Investment

Family offices like venture but many get burnt in the process

Venture capital deals backed by family offices are growing in number, as they gain confidence to tackle deals in a buoyant market. 

The number of deals involving family offices in the first eight months of 2021 was 981, an annualised rise of 26% compared to 1,170 in calendar 2020.

A survey of 139 family offices by SVB Capital – a sister organisation to Silicon Valley Bank – says VC inflows including private equity and funds backed by families, were $418 billion in eight months to August, an annualised increase of 88% on 2020. 

The dilution of returns as a result of successive fundraisings can also lead to disappointment which fuels decisions to seek out deals

Records are being set in every sector. For the first time, Asia, renowned for its rate of business formation, has a greater share of deals than the US, following a noteworthy surge from India. Sequoia Capital China is the number one dealsmith in the world, tackling 1.5 deals per business day. 

The family office share of global deals is relatively small compared to its peers. But interest is growing as the population of wealthy investors expands and switches out of funds.

An ambitious generation of family offices, for example, is being created by the VC boom. According to CB Insights, global unicorns with a notional value of $1 billion-plus grew to 847 in Q3, a 60% hike in a year. Takeovers and listings for their ventures add to the cash they have available to invest. Government agencies are using data provided by the likes of Dealroom to facilitate the growth of a new generation of tech-driven champions.  

This has rarely been a better time for celebrities to raise their profile. Since recruiting Prince Harry in March, mental health venture BetterUp has seen its notional value treble to $4.7 billion. Multiverse, run by Euan Blair, son of Tony Blair, the former UK prime minister, has a value of $875 million, against $200 million in January. 

Disruption still excites. But fear of missing out is now the biggest factor behind the VC surge.

The Cambridge Associates VC benchmark return was 50.1% in 2020, against 18.4% from the S&P 500 index, fuelling a three-year return of 28.2%. 

Booming private asset returns mean Washington and Duke universities have delivered returns of 65% and 56%, respectively. Other endowments are likely to try harder, after failing to over-allocate to VC. 

Investors are experiencing a massive dispersion of VC returns, says fintech provider LandyTech. The dilution of returns as a result of successive fundraisings can also lead to disappointment which fuels decisions to seek out deals.

According to SVB, the poor performance of VC providers was cited as a reason not to reinvest in them by 69% of respondents, with 46% criticising strategy drift. 

On average, according to SVB, family offices currently invest in ten funds and 17 direct investments. Its respondents expect to clinch 12 deals in the next two years but invest in no more than six funds. Around 47% of families invest in funds and 53% tackle direct investing.

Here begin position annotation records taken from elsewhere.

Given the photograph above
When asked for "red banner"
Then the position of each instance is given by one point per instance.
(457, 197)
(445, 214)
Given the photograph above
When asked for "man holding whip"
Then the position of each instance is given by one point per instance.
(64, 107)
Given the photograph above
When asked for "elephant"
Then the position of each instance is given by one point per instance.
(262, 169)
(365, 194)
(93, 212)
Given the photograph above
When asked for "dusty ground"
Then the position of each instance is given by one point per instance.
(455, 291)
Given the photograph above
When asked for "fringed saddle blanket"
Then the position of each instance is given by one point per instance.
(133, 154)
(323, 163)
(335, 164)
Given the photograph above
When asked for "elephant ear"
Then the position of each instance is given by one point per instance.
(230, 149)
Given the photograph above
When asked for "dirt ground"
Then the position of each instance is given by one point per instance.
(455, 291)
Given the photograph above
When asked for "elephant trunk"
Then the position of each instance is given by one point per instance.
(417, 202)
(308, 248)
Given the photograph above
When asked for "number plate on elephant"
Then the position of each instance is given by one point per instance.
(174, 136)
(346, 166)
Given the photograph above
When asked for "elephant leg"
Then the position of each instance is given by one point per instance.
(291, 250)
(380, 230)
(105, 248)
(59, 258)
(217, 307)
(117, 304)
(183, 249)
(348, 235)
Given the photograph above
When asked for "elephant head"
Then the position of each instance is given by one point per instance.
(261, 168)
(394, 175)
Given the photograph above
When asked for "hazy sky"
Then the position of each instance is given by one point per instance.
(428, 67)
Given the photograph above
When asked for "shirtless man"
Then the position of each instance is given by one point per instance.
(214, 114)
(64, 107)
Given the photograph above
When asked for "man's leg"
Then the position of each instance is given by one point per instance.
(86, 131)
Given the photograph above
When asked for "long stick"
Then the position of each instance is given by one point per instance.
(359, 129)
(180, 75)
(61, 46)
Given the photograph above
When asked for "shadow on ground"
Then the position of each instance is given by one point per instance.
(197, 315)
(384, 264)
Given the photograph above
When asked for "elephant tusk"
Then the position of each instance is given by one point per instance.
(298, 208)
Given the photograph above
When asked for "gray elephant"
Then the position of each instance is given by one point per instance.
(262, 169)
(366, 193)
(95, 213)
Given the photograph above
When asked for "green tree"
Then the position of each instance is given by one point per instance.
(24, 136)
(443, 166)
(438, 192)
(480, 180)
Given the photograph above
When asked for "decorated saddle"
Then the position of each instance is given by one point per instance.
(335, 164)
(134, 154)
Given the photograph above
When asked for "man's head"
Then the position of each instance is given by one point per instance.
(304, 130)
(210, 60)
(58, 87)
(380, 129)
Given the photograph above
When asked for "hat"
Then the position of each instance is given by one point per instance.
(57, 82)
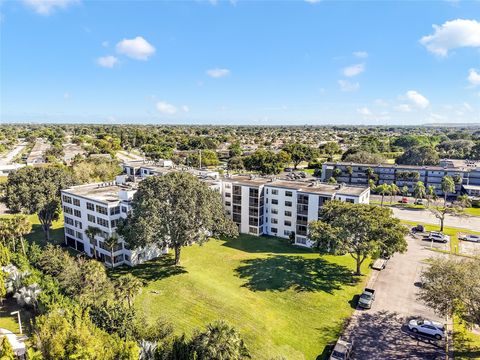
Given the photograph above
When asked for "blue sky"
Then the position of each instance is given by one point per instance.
(240, 62)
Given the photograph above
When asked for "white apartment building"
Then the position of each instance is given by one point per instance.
(258, 205)
(263, 206)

According to a US family office: “Direct deals from friends and family are a way to get experience. The more deals we made, the better we got at it.” 

Around 24% of family offices tend to source deals through their own network, although this would include VC general partners.

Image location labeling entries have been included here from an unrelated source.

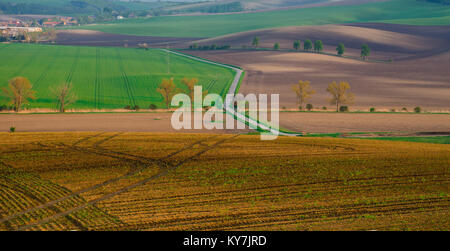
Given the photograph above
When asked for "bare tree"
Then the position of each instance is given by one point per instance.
(64, 96)
(340, 94)
(19, 92)
(303, 91)
(168, 89)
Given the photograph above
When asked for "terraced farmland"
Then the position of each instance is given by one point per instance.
(104, 78)
(139, 181)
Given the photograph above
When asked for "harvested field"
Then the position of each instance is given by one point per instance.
(364, 122)
(386, 40)
(409, 83)
(108, 122)
(131, 181)
(294, 121)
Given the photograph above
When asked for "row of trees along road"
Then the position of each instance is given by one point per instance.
(317, 46)
(340, 93)
(168, 89)
(20, 91)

Surprisingly, digital platforms only account for 1% of the family office deals. The conservatism of family offices also means 80% of respondents still rely on Excel spreadsheets to monitor deals, well ahead of Carta with 17%. 

Co-investing is popular, not least because a family office applicant can rely on lead players to do their homework. A US family office said: “If you know a reputable family, you can join the syndicate without having to do a huge amount of due diligence.”  No more than 17% of respondents were concerned by co-investment fees, well below third-party managers. 

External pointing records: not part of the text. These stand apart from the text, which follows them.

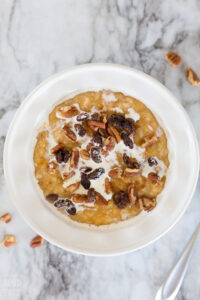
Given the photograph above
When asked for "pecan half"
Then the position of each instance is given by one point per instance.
(173, 59)
(74, 159)
(113, 132)
(56, 148)
(68, 175)
(115, 173)
(153, 176)
(192, 77)
(67, 112)
(36, 242)
(109, 143)
(132, 194)
(52, 166)
(100, 199)
(108, 186)
(149, 140)
(95, 125)
(148, 203)
(69, 133)
(6, 218)
(9, 240)
(78, 198)
(128, 172)
(72, 187)
(85, 154)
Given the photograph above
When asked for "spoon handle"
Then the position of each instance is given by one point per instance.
(172, 283)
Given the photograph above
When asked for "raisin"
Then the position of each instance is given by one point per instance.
(52, 197)
(127, 160)
(152, 162)
(82, 117)
(121, 199)
(136, 165)
(117, 121)
(80, 129)
(126, 139)
(129, 125)
(86, 169)
(96, 173)
(97, 139)
(96, 117)
(91, 195)
(71, 209)
(85, 181)
(61, 203)
(96, 155)
(62, 155)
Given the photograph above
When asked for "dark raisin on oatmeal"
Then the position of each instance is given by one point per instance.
(85, 182)
(136, 165)
(126, 139)
(91, 194)
(62, 155)
(121, 199)
(97, 139)
(85, 169)
(96, 173)
(82, 117)
(152, 161)
(80, 129)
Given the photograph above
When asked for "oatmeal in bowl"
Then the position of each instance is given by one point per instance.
(101, 158)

Around 39% of next gen respondents, often fascinated by technology, told SVB they are more involved with VC than any other sector, even including philanthropy, where principals used to park their youngsters.

The average family office staff of nine has one VC specialist, with average total compensation of $363,000. Family offices expect to add another VC specialist five years out.

However, SVB warns top talent is in short supply saying that family offices will need to consider paying a generous performance-related carry fee. They may alternatively rely on the expertise of Next Gen or stick with co-investing.

Separating out a pool of VC capital, with a tax-efficient structure, such as the Singapore Variable Capital Company makes sense. 

Sometimes family offices choose to back next-generation family members in their own venture, hoping this will enhance their growth prospects in tech.